En plus du faible niveau de jeu au début de saison et des productions insuffisantes à l'extérieur des joueurs ont décu. Grégory Vignal, prêté par Liverpool, n'aura fait qu'un aller-retour et ne laissera aucune trace dans les esprits rennais. Si ce n'est celle d'un mauvais camarade. Le retour du Brésilien Sévérino Lucas n'a été, également, que passager. Les dés étaient pipés et il a fait les frais de sa chère image sans qu'il ait réellement pu démontrer sa valeur réelle. A Rennes, on regrettera surtout l'homme. Pour ceux qui sont toujours au club, Vairelles et Piquionne sont les deux "bides" des matches aller. Tony Vairelles voulait rejouer à Rennes avec un entraîneur qui l'a lancé à Nancy. Pour l'instant, l'échec est total. L'ancien Lensois ne semble plus avoir les jambes pour passer outre ses années de compétition. Surtout, il n'accepte plus de se remettre en cause et parle plus à la presse qu'il ne faudrait. Persuadé d'être toujours un grand joueur, il ne supporte pas d'être remplaçant. En conséquence, son départ du club est peut-être pour bientôt.

Le cas de Frédéric Piquionne est encore plus épineux. Divisant les supporters, Piquionne est capable du meilleur (buts superbes et chevauchées fantastiques) comme du pire (un jeu très confus et non collectif). A l'orée de cette saison, à l'écoute de ses dires : «Je veux marquer quinze buts et je songe à l'équipe de France» , on pouvait s'attendre au meilleur... On a eu le pire. Avec deux buts à son compteur en dix-neuf matches, une expulsion due à son altercation avec un supporter et des performances dans l'ensemble pitoyables dans l'esprit et la forme, son bilan est catastrophique. Son honorable match contre Monaco avant la trêve est-il synonyme d'un sursaut ? De cela, dépend sûrement la bonne fin de saison du Stade Rennais. A moins que le mercato ne change certaines donnes.

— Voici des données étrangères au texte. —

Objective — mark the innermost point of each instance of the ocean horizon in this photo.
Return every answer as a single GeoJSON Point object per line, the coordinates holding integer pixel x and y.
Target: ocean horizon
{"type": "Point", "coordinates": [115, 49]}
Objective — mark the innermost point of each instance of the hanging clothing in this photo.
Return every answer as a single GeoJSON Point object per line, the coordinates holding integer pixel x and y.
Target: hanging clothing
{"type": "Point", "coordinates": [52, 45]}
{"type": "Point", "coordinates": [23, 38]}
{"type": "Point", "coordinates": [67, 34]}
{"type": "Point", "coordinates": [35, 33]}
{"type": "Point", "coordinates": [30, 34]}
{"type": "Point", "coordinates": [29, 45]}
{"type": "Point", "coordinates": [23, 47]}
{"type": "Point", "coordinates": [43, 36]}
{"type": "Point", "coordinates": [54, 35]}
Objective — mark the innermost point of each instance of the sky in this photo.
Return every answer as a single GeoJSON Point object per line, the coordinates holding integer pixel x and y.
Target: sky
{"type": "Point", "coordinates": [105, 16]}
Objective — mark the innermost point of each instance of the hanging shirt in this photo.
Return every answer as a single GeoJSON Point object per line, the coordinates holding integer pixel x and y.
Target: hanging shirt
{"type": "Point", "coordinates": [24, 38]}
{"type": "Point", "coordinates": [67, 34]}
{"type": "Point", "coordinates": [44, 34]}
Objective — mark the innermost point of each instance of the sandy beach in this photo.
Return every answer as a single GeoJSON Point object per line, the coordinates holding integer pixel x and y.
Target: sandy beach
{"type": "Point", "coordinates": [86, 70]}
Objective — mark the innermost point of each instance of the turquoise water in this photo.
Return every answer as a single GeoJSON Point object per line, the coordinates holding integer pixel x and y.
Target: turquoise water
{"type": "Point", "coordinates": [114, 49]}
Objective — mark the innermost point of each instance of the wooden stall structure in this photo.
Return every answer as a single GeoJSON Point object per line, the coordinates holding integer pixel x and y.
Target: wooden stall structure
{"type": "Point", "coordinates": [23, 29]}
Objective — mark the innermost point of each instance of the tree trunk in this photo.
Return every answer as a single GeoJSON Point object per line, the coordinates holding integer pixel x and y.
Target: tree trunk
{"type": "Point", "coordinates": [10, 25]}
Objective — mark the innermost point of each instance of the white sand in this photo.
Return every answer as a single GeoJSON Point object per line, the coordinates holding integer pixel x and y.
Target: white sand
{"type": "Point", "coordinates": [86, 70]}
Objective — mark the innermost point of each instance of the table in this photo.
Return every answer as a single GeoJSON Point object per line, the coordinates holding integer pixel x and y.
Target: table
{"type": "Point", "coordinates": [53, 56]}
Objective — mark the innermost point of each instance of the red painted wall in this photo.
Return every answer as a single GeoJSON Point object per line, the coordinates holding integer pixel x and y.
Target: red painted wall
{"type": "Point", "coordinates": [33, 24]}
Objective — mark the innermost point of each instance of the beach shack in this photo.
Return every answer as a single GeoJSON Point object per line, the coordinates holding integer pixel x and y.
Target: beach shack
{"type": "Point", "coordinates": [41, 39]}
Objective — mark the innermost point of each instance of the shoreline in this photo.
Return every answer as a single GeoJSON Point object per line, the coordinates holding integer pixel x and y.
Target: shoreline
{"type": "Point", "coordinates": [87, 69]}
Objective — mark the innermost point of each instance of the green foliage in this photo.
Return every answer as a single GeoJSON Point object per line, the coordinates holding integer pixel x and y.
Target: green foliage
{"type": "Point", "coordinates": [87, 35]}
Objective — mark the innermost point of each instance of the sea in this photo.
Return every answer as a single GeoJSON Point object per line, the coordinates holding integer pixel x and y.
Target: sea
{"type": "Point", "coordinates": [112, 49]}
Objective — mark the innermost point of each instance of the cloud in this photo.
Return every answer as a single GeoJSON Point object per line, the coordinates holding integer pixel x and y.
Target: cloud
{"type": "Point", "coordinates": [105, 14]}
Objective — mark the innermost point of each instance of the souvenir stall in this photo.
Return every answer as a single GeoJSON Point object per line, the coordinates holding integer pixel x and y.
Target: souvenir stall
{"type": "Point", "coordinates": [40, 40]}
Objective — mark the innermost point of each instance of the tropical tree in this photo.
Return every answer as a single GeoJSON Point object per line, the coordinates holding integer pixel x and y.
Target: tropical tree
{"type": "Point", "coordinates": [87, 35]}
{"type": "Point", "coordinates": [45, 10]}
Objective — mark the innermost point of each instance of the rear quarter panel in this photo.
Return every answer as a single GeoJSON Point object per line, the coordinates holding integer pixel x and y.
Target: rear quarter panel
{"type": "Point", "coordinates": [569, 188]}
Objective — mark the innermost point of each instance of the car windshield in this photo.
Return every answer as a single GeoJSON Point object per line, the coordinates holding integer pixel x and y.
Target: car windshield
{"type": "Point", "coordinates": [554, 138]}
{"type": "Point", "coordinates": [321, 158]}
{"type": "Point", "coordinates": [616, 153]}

Le mercato et le programme à venir

Le Stade Rennais a déjà enregistré avec bonheur le recrutement de l'international suèdois Kim Källström. Agé de vingt-et-un ans, ce puissant milieu offensif, 1,85 m, possède toutes les qualités (technique, vista et frappe de balle) pour améliorer singulièrement le jeu et la dernière passe des «rouge et noir» . Un élément indispensable pour enfin obtenir des victoires à l'extérieur. Pour le reste, les arrivées éventuelles dépendront des départs. Si Delaye, en fin de contrat à la fin de saison, a obtenu son bon de sortie, Sorlin et Vairelles, très peu utilisés, pourraient également en faire de même. Ils seraient alors remplacés par un ou deux jeunes étrangers. La venue d'un attaquant serait sûrement la première envisagée. Petr Cech, convoité par Chelsea, Arribagé, par Toulouse, et Piquionne, par nombre de clubs européens de bas de tableaux, resteront au club.

Pour cette deuxième partie de saison, le Stade Rennais cherchera avant tout à poursuivre sa progression collective. L'apport de Källström et le retour en grâce de Piquionne pourraient l'autoriser à voir plus haut dans le classement même si une place en intertoto reste sûrement sa limite actuelle. Pour cela, il faudra enfin gagner à l'extérieur, le prochain déplacement à Toulouse étant l'occasion rêvée. Les Rennais recevront ensuite Sochaux (le 17), puis iront disputer le derby à Guingamp (le 31). Entre temps, ils essaieront d'égayer leur saison en tentant d'aller se qualifier à Croix-de-Savoie (CFA) pour le compte des seizièmes de finale la Coupe de France.

Le stade de la Route-de-Lorient, fort de ses 31000 places, sera inauguré avant la fin de saison. Une belle opportunité de faire un beau parcours lors de cette deuxième partie de championnat. Les prémices favorables de la fin 2003 autorisent les supporters à croire en leur équipe et à la politique du club. Il serait bien temps, qu'enfin, les promesses d'une grande équipe à Rennes commencent à voir le jour en cette année 2004.